Le nouvel épisode a démarré le 1er septembre dernier. Ce jour-là a été officiellement créée la société Victorine Studios, marquant le début de 35 ans de concession partagée entre la CCI Nice Côte d’Azur (actionnaire à 24,99 %) et l’entreprise parisienne Color (75,01 % des parts). Cette dernière, filiale du groupe Digital District, est spécialisée dans la postproduction images et les effets spéciaux, pour publicités ou longs-métrages.
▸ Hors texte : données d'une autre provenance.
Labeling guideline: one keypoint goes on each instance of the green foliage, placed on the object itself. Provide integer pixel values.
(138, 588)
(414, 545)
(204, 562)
Le tsunami final et les ponts qui explosent dans "Sous la Seine", le film français le plus visionné sur la plateforme Netflix, avec plus de 100 millions de vues, c’est elle.
Cinéma, école et hôtel d’entreprises
Fondés en 1919, les studios de la Victorine ont connu de grandes heures avant finalement, de se laisser oublier. Repris en régie par la Ville en 2017, les voici donc repartis sous une délégation de service public. Dans cette renaissance, chacun apporte son expertise pour bâtir in fine des studios nouvelle génération, pouvant accueillir solutions techniques innovantes et tournages plus traditionnels, un campus dédié à la recherche, la formation et l’innovation, et un pôle d’entreprises du secteur.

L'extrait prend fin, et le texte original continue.